Já faz algum tempo que as séries inglesas servem de base para, digamos, "novas leituras" em Hollywood. No campo da comédia temos o já clássico The Office, cuja versão estadunidense figura entre uma das melhores séries de TV da atualidade. E agora temos o caso de Intrigas de Estado (State of Play, 2009), que adapta para o cinema uma série dramática da BBC exibida em 2003, que teve em seu elenco original Bill Nighy, James McCavoy e John Simm.
Intrigas de Estado
Intrigas de Estado
Intrigas de Estado
Há na ambientação estadunidense, logicamente, algumas mudanças. A mais notória é a do cenário. No lugar de Londres e o jornal The Herald entram Washington D.C. e o Washington Globe. O Stephen Collins que antes era membro do parlamento inglês, vira um promissor congressista interpretado por Ben Affleck. A trama começa a se desenvolver a partir da morte de Sonia Baker, membra integrante do staff de Stephen Collins, mas o lobby que ela investigava deixa de ser a indústria petrolífera para se tornar a armamentista.
Como se pode notar, essas trocas são pontuais, praticamente "traduções" para o novo ambiente onde as coisas acontecem. Mas a grande diferença entre a série e o filme acontece dentro do jornal. O Cal McAffrey interpretado por Russell Crowe é um Repórter Especial, com caixa alta, pois esse é seu posto. Ele é do tipo que conhece as pessoas certas nos lugares certos e tem um faro apurado, enfim, um detetive hábil como o Batman nos seus melhores momentos. Ao seu lado está a blogueira Della Frye (Rachel McAdams), jornalista jovem, inexperiente e cheia de vontade de aparecer. Na versão britânica, a dupla também existe, mas com uma química completamente diferente, sem a relação de mestre-aprendiz que se vê no longa.

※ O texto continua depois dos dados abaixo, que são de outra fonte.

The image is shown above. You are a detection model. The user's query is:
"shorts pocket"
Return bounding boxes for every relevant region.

A disputa que existe entre a dupla do jornal estadunidense dá o tom do filme todo. Cal foi colega de quarto do Stephen na época da faculdade e tem um conflito de interesses no caso, pois ele quer ajudar o seu amigo, mas está investigando o caso de um assassinato duplo no subúrbio de Washington. Della, ansiosa por destaque, escreve um post no seu blog falando sobre o relacionamento extra-conjugal entre Stephen e Sonia. E a editora-chefe, Cameron Lynne (Helen Mirren mal aproveitada), fica sem saber se dá espaço para a investigação série sobre o suposto assassinato da jovem causado por uma grande conspiração corporativa, ou segue as ordens dos novos donos do jornal, que querem o sensacionalismo que vende jornal.

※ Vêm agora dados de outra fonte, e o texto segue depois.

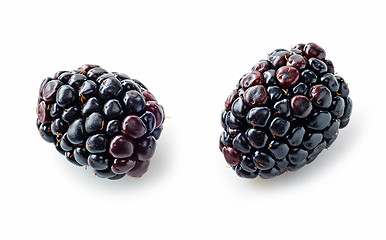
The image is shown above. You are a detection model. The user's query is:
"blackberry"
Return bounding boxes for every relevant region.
[220,43,352,179]
[36,64,165,180]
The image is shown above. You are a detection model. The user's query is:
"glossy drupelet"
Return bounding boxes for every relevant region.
[36,65,165,180]
[220,43,352,179]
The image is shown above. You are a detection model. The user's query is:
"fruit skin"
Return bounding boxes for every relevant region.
[109,135,135,159]
[111,158,136,174]
[220,43,352,179]
[276,66,300,88]
[36,65,164,179]
[243,85,268,107]
[121,115,147,138]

Assim, o que nasceu na TV inglesa como um thriller político, ganha também ares de crítica (ou, no mínimo, contestação) entre o velho e o novo jornalismo. Vale mais uma notícia rápida em um blog ou uma matéria trabalhada (e eternizada) nas páginas de um jornal? O jornal de papel ainda é importante ou é só embrulho de peixe? O bom filme do cineasta escocês Kevin Macdonald (O Último Rei da Escócia) deixa a sua opinião clara e deixa o espectador/leitor pensar na sua.
Pela importância do jornalismo na trama do filme, a comparação com Todos os Homens do Presidente é mais do que obrigatória. O próprio roteirista Matthew Michael Carnahan cansou de dizer que o clássico de 1976 foi inspiração na hora de adaptar a série para o cinema. Com a diferença óbvia de que no longa estrelado por Robert Redford e Dustin Hoffman tinha o real Watergate como objeto de investigação, enquanto que Inimigos do Estado é "apenas" uma obra de ficção. Bem embasada em possibilidades reais que lhe conferem veracidade, devo acrescentar.
Vale destacar também o trabalho de cenografia e figurino. Stephen e Cal são dois amigos que seguiram caminhos opostos em suas vidas: um é um promissor político engomadinho e o outro é um jornalista gorducho com os cabelos desgrenhados. A mesa, o apartamento e o velho Saab 1990 de Cal refletem o espírito do jornalista, que não tem ambições financeiras. É por isso que ele se mete no meio de conspirações corporativas, políticos corruptos e megaconglomerados que estão se aproveitando da Guerra ao Terror para lucrar. Sua única e maior preocupação é com a verdade. E, verdade seja dita, ficou muito bom!